T&T watchdog groups get 60 days to review controversial highway plan

(Trinidad Express) Watchdog groups led by the Joint Consultative Council (JCC) have received and will review all relevant documents possessed by the National Infrastructural Development Company (NIDCO) relating to the Debe to Mon Desir stretch of the Point Fortin Highway.

The groups will have 60 days to produce a report and submit to NIDCO for its consideration. Until then, work will continue on the extension project, “on sites released to the contractor”, including parts of the controversial route.

The JCC, the Federation of Independent Trade Unions (Fitun), the Trinidad and Tobago Transparency Institute (TTTI) and Working Women met with the Minister of Works and Infrastructure (MOWI) Emmanuel George, Minister in the Ministry Stacy Roopnarine and Minister of the Environment and Water Resources Ganga Singh in a four- hour meeting at MOWI headquarters, London Street, Port of Spain, yesterday—most of which was spent drafting a statement to articulate the terms agreed upon, and then signed off on the accord.

George read the statement to the media at a press conference that was scheduled for noon but started instead at 3 p.m., and then declined to take questions because he felt all the information necessary was presented in the statement.

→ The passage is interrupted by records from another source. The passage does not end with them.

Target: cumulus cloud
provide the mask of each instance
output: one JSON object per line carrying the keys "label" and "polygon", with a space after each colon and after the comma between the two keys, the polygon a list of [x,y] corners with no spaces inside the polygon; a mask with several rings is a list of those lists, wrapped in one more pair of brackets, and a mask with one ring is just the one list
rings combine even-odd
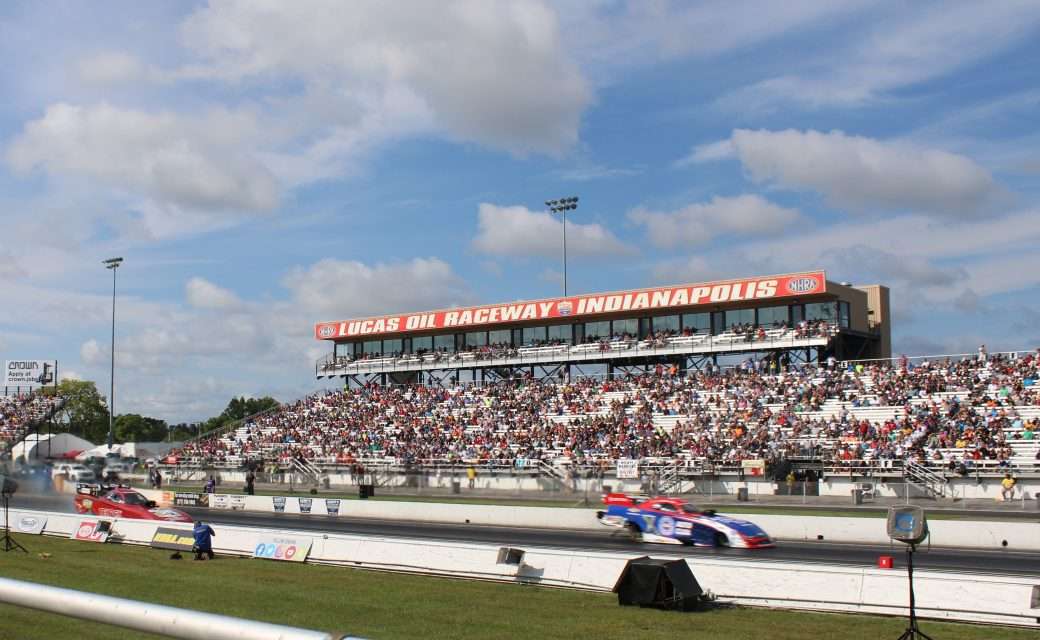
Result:
{"label": "cumulus cloud", "polygon": [[362,118],[396,94],[449,136],[519,153],[573,144],[591,100],[541,2],[370,1],[346,10],[240,0],[197,10],[181,32],[200,60],[184,77],[298,80],[324,99],[351,97]]}
{"label": "cumulus cloud", "polygon": [[56,104],[26,124],[7,149],[17,171],[43,169],[189,209],[269,211],[279,185],[239,144],[260,133],[248,113],[190,118],[110,105]]}
{"label": "cumulus cloud", "polygon": [[[573,215],[573,214],[572,214]],[[499,256],[555,257],[562,250],[563,222],[544,211],[482,203],[477,211],[473,247]],[[635,253],[599,224],[567,221],[567,253],[576,256],[620,256]]]}
{"label": "cumulus cloud", "polygon": [[451,265],[439,258],[375,265],[327,258],[292,269],[283,284],[297,305],[322,316],[315,320],[435,309],[473,297]]}
{"label": "cumulus cloud", "polygon": [[1000,192],[990,173],[965,156],[841,131],[737,129],[729,140],[695,150],[692,161],[723,157],[727,143],[755,182],[811,189],[854,210],[966,217]]}
{"label": "cumulus cloud", "polygon": [[79,79],[88,85],[107,86],[146,79],[151,73],[137,57],[123,51],[102,51],[76,64]]}
{"label": "cumulus cloud", "polygon": [[205,278],[192,278],[184,285],[188,304],[197,309],[229,309],[242,304],[231,291],[219,287]]}
{"label": "cumulus cloud", "polygon": [[941,77],[1035,36],[1040,8],[1031,0],[916,3],[883,10],[865,24],[837,50],[785,60],[788,73],[743,87],[720,100],[720,106],[820,108],[886,99],[897,89]]}
{"label": "cumulus cloud", "polygon": [[744,238],[774,234],[803,220],[796,209],[781,207],[749,194],[716,196],[710,202],[690,204],[667,213],[639,208],[631,211],[628,217],[646,227],[653,244],[667,249],[704,245],[729,234]]}

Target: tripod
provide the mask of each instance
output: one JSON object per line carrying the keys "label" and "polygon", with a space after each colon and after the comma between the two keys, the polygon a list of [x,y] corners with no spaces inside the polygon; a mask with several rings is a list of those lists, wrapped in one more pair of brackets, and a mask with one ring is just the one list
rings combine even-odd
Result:
{"label": "tripod", "polygon": [[18,541],[11,537],[11,494],[7,492],[0,493],[0,500],[3,500],[4,502],[4,534],[3,536],[0,536],[0,539],[2,539],[4,543],[4,551],[6,552],[12,549],[18,549],[22,553],[29,553],[25,547],[18,544]]}
{"label": "tripod", "polygon": [[910,579],[910,624],[898,640],[932,640],[931,636],[917,628],[917,611],[914,609],[914,550],[914,545],[906,546],[906,575]]}

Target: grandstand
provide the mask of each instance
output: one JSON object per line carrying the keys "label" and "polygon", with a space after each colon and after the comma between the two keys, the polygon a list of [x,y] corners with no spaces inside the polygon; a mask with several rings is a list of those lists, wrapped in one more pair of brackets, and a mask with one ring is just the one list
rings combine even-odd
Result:
{"label": "grandstand", "polygon": [[891,355],[888,289],[823,271],[319,322],[314,334],[333,347],[315,375],[355,386]]}
{"label": "grandstand", "polygon": [[1040,469],[1038,362],[1036,352],[785,368],[749,360],[573,381],[369,384],[285,405],[177,455],[196,468],[254,460],[600,473],[628,458],[686,475],[787,461],[941,485]]}
{"label": "grandstand", "polygon": [[0,450],[9,450],[60,405],[60,399],[39,393],[0,396]]}

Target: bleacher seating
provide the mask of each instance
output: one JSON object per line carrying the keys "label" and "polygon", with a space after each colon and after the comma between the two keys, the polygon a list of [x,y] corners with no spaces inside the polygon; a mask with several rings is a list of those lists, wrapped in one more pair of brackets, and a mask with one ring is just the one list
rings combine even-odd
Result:
{"label": "bleacher seating", "polygon": [[[542,349],[573,349],[566,346]],[[1036,354],[786,371],[761,365],[571,382],[368,386],[311,396],[189,443],[184,461],[617,458],[1033,468]],[[775,366],[775,365],[774,365]]]}

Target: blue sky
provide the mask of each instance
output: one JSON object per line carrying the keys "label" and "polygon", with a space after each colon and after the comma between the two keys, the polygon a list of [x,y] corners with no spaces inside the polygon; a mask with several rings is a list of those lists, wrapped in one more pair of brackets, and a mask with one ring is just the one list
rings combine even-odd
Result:
{"label": "blue sky", "polygon": [[0,5],[0,359],[169,420],[318,320],[824,268],[1040,344],[1040,3]]}

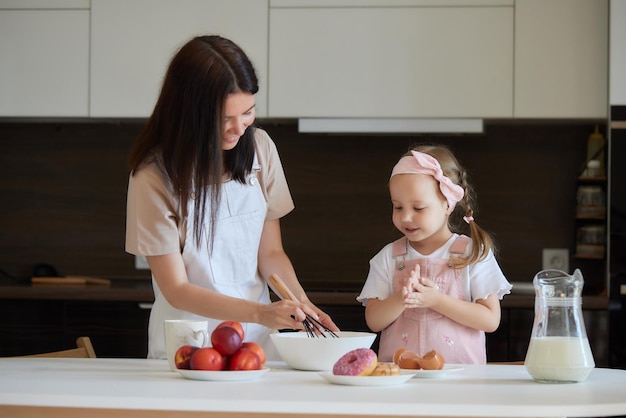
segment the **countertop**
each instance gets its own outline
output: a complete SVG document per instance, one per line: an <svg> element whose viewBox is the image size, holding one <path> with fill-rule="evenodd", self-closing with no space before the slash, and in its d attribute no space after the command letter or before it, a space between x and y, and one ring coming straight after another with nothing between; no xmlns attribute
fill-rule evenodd
<svg viewBox="0 0 626 418"><path fill-rule="evenodd" d="M316 305L360 306L356 290L308 289L309 298ZM151 303L154 301L152 283L145 279L114 279L111 285L31 285L28 282L0 282L1 299L30 300L100 300ZM534 295L512 293L504 296L502 308L533 308ZM606 296L584 296L583 309L607 309Z"/></svg>
<svg viewBox="0 0 626 418"><path fill-rule="evenodd" d="M150 280L111 280L101 284L31 284L28 281L0 282L0 299L100 300L120 302L154 301Z"/></svg>
<svg viewBox="0 0 626 418"><path fill-rule="evenodd" d="M0 359L0 416L582 417L626 414L626 370L580 383L533 381L524 366L464 365L391 386L343 386L282 362L254 380L188 380L165 360ZM228 372L225 372L228 373ZM363 377L367 379L367 377Z"/></svg>

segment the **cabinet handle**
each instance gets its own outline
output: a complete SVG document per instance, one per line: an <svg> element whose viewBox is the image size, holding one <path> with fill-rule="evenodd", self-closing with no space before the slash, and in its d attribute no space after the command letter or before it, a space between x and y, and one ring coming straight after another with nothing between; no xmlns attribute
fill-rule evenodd
<svg viewBox="0 0 626 418"><path fill-rule="evenodd" d="M152 309L152 303L139 303L139 309Z"/></svg>

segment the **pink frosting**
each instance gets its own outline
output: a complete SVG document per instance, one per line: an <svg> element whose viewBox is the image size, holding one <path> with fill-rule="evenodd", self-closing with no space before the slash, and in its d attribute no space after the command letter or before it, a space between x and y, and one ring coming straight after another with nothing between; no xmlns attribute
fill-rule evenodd
<svg viewBox="0 0 626 418"><path fill-rule="evenodd" d="M363 370L372 367L377 361L376 353L370 348L357 348L341 356L333 366L333 374L338 376L357 376Z"/></svg>

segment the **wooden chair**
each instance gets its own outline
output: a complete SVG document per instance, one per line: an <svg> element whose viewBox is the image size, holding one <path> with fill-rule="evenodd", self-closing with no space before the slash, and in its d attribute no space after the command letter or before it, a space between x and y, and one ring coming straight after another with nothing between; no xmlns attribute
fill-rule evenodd
<svg viewBox="0 0 626 418"><path fill-rule="evenodd" d="M487 364L500 364L500 365L510 365L510 366L523 366L524 360L520 361L490 361Z"/></svg>
<svg viewBox="0 0 626 418"><path fill-rule="evenodd" d="M49 353L31 354L18 357L64 357L64 358L96 358L96 352L89 337L78 337L76 347L69 350L52 351Z"/></svg>

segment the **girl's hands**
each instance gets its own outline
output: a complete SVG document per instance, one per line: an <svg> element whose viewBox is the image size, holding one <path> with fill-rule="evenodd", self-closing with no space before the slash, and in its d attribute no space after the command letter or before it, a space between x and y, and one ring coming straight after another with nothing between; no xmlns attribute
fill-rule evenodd
<svg viewBox="0 0 626 418"><path fill-rule="evenodd" d="M404 289L402 290L405 298L409 296L420 282L420 265L416 264L411 270L409 277L404 280Z"/></svg>
<svg viewBox="0 0 626 418"><path fill-rule="evenodd" d="M406 279L402 294L404 308L429 308L436 304L441 293L430 279L420 278L420 267L416 265Z"/></svg>

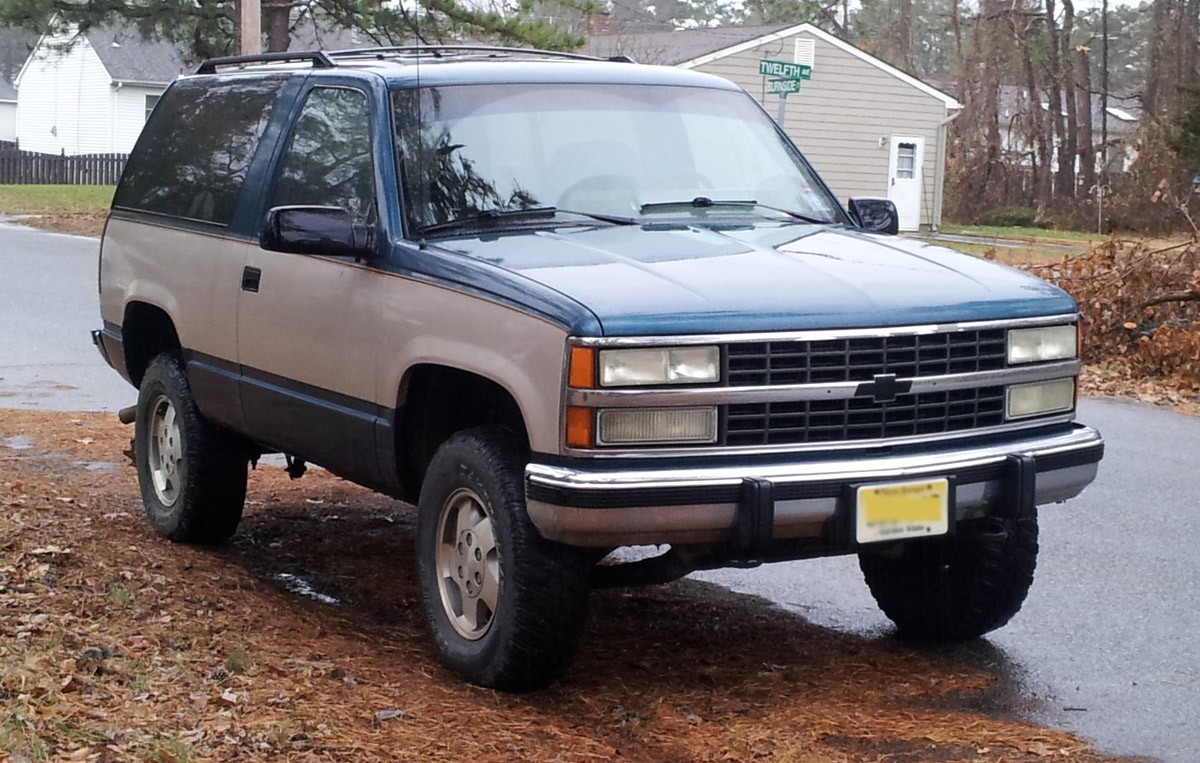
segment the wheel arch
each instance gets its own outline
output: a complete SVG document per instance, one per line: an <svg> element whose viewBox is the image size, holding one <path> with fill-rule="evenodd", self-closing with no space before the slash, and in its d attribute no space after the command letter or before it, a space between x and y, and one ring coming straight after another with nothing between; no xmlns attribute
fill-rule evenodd
<svg viewBox="0 0 1200 763"><path fill-rule="evenodd" d="M126 303L121 338L125 369L135 387L141 386L150 361L157 355L183 349L170 314L159 305L142 300Z"/></svg>
<svg viewBox="0 0 1200 763"><path fill-rule="evenodd" d="M475 371L436 362L407 369L396 394L396 468L415 495L438 447L479 426L512 431L529 448L526 416L512 390Z"/></svg>

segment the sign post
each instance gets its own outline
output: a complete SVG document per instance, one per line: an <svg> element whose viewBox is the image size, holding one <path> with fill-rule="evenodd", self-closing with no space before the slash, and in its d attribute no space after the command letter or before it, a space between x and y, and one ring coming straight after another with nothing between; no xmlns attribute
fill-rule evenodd
<svg viewBox="0 0 1200 763"><path fill-rule="evenodd" d="M796 64L791 61L771 61L763 59L758 62L758 73L771 78L771 92L779 94L779 116L775 121L783 127L783 118L787 111L788 93L799 93L800 83L812 79L812 67L808 64Z"/></svg>

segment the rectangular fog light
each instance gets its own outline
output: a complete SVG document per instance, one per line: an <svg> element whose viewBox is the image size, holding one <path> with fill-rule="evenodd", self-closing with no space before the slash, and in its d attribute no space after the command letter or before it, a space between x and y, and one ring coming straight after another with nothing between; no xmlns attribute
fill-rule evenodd
<svg viewBox="0 0 1200 763"><path fill-rule="evenodd" d="M600 411L600 445L710 443L717 440L716 408L614 408Z"/></svg>
<svg viewBox="0 0 1200 763"><path fill-rule="evenodd" d="M1055 379L1036 384L1017 384L1008 388L1005 417L1023 419L1047 413L1061 413L1075 407L1075 380Z"/></svg>

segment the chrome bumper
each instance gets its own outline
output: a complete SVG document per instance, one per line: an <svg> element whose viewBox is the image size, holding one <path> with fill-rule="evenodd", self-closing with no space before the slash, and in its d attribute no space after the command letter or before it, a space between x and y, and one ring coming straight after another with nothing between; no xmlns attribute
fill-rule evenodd
<svg viewBox="0 0 1200 763"><path fill-rule="evenodd" d="M835 454L836 455L836 454ZM1033 502L1073 498L1096 477L1104 441L1091 427L1003 443L909 455L828 457L786 464L620 469L612 462L525 470L529 518L541 534L575 546L711 543L739 522L747 482L769 483L776 539L820 538L854 485L950 477L958 520L1003 510L1011 495L1006 464L1028 457Z"/></svg>

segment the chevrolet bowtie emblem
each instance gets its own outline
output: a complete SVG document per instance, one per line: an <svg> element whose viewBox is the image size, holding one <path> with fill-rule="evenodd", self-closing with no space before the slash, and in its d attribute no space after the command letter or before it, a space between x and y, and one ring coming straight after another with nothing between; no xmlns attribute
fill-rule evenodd
<svg viewBox="0 0 1200 763"><path fill-rule="evenodd" d="M863 382L854 390L855 397L869 397L877 403L890 403L896 395L903 395L912 389L912 380L899 381L895 374L875 374L869 382Z"/></svg>

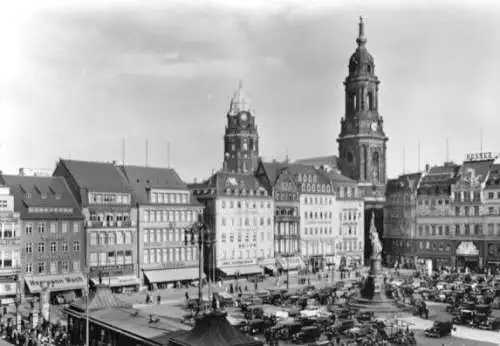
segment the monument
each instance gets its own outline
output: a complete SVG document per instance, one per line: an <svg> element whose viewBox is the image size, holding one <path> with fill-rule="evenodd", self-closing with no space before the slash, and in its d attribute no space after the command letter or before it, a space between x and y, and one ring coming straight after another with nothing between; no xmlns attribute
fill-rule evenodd
<svg viewBox="0 0 500 346"><path fill-rule="evenodd" d="M370 242L372 253L370 256L370 271L358 295L349 305L363 311L392 313L401 311L393 300L385 294L384 275L382 273L382 243L375 227L375 213L372 213L370 224Z"/></svg>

JCC president Afra Raymond also made a statement to the media saying the JCC was satisfied with the agreement, which he said contained the best parts of the agreement the JCC et al presented last week to Prime Minister Kamla Persad-Bissessar.

“(This was a) challenging discussion that was necessary in the interest of restoring public trust,” Raymond said of what he called the “tough negotiations”.

He said the JCC and their partners hoped for two outcomes to the discussions: that Dr Kublalsingh will consider ending his hunger strike and his supporters in the Re-Route Movement will take their concerns to the JCC’s review committee, to be headed by Independent Senator Dr James Armstrong.

Raymond also called for the language used by both the pro-highway and the Re-Route Movement to be “toned down” and for “civility to be restored in the way you speak and listen to each other”.

Raymond also refused to take questions, but the media still attempted to receive clarification on significant points of the agreement, notably the assertion that work will still continue on the highway.

When asked if this included the Debe to Mon Desir route, Raymond insisted with an emphatic , “No!” that this will not be the case and that “No work was going on there and that won’t happen.”

The Express had later contacted Dr Carson Charles for further clarification, and he said contracts had been granted for certain parts of the stretch, specifically the two interchanges—Fyzabad Interchange and Mon Desir Interchange. He said the contractor was limited to these areas and the contractors “were not due to move on forward”.

The following is the agreement between the parties:

1. Nidco undertook to make available to the JCC all the relevant documentation in its possession on the project in respect of the Debe to Mon Desir segment of the highway extension.

2. The JCC undertook to examine all the documentation on the project provided by Nidco and all other relevant documentation and to produce a report within 60 days from yesterday’s date to Nidco for its consideration and its publication thereafter.

3. Work will continue on sites of the highway released to the contractor.